Brasil e Japão disputam fase inédita da Copa; entenda o que muda no mata-mata

Brasil e Japão fazem a estreia brasileira nos 16 avos de final. Saiba como funciona a nova fase da Copa do Mundo e o que mudou no torneio.
Jogadores das seleções do Brasil e do Japão aparecem frente a frente em um estádio iluminado, com a taça da Copa do Mundo ao centro e as bandeiras dos dois países ao fundo.
Brasil e Japão se enfrentam na fase eliminatória inédita da Copa do Mundo de 2026, em duelo que vale vaga nas oitavas de final. (Foto: Imagem ilustrativa gerada por inteligência artificial.)

A nova etapa da Copa do Mundo de 2026 começa neste fim de semana e, na segunda-feira (29/06), Brasil e Japão disputam uma vaga nas oitavas de final em uma fase inédita criada pela Federação Internacional de Futebol (FIFA). A partida será às 14h (horário de Brasília), no NRG Stadium, em Houston, nos Estados Unidos.

Pela primeira vez, o Mundial reúne 48 seleções e inclui uma rodada eliminatória antes das oitavas de final. Com isso, o caminho até o título passou a exigir um confronto extra no mata-mata.

A mudança também gerou uma dúvida inédita entre os torcedores. Afinal, a fase disputada por Brasil e Japão deve ser chamada de 16 avos de final, segunda fase ou “Round of 32”?

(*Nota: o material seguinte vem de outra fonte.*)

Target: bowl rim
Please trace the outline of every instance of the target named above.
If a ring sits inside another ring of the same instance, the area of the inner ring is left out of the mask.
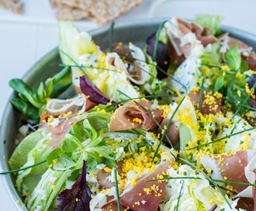
[[[114,29],[118,28],[119,29],[122,29],[123,28],[126,28],[126,27],[130,27],[133,25],[136,25],[136,26],[150,26],[150,25],[159,25],[163,22],[165,20],[168,20],[170,19],[171,17],[168,18],[148,18],[148,19],[130,19],[130,20],[125,20],[125,21],[117,21],[116,22],[115,22],[115,26],[114,26]],[[188,19],[188,20],[192,20],[192,19]],[[95,36],[99,33],[102,33],[104,32],[106,32],[109,29],[111,26],[111,23],[109,23],[108,25],[103,26],[100,26],[99,28],[96,29],[93,29],[92,30],[88,31],[88,33],[92,36]],[[229,33],[230,33],[231,35],[235,35],[235,36],[246,36],[247,39],[251,40],[254,40],[256,42],[256,35],[245,31],[245,30],[242,30],[242,29],[237,29],[235,27],[232,27],[232,26],[228,26],[226,25],[220,25],[220,29],[222,31],[227,31]],[[255,49],[256,50],[256,49]],[[22,80],[26,80],[26,78],[27,78],[28,74],[32,72],[36,67],[40,65],[40,64],[42,64],[43,62],[45,62],[46,60],[49,60],[50,59],[50,57],[54,55],[55,54],[58,54],[58,47],[54,47],[54,49],[52,49],[51,50],[50,50],[48,53],[45,54],[42,57],[40,57],[39,60],[37,60],[36,62],[34,63],[34,64],[29,68],[28,71],[26,71],[26,73],[24,74],[24,75],[22,76]],[[10,96],[8,99],[8,102],[6,103],[6,105],[5,106],[5,108],[3,109],[3,112],[2,112],[2,116],[1,118],[1,123],[0,123],[0,140],[1,140],[1,143],[0,144],[5,144],[4,140],[3,138],[3,133],[5,133],[5,126],[2,125],[2,123],[4,122],[4,119],[6,119],[8,118],[7,116],[7,113],[8,113],[8,110],[10,109],[10,106],[12,106],[9,103],[9,100],[13,98],[15,95],[15,92],[12,92],[12,94],[10,95]],[[9,171],[9,168],[8,165],[8,160],[7,157],[5,157],[5,147],[0,147],[0,155],[2,156],[0,157],[0,172],[3,172],[3,171]],[[8,157],[9,159],[9,157]],[[19,195],[18,192],[16,190],[16,189],[15,188],[15,185],[14,183],[12,183],[12,178],[11,178],[11,174],[9,175],[0,175],[0,179],[2,182],[2,184],[9,195],[9,197],[11,199],[11,200],[12,201],[12,202],[15,204],[17,210],[28,210],[27,208],[25,207],[22,207],[21,204],[22,203],[22,200],[21,199],[21,197]],[[19,200],[20,202],[18,203],[17,200]]]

A novidade alterou a estrutura do mata-mata e introduziu uma nomenclatura que nunca havia sido utilizada em Copas do Mundo.

Por que a nova fase da Copa recebe dois nomes diferentes?

A dúvida surgiu porque a FIFA e a nomenclatura tradicional utilizam critérios distintos para identificar essa etapa da competição.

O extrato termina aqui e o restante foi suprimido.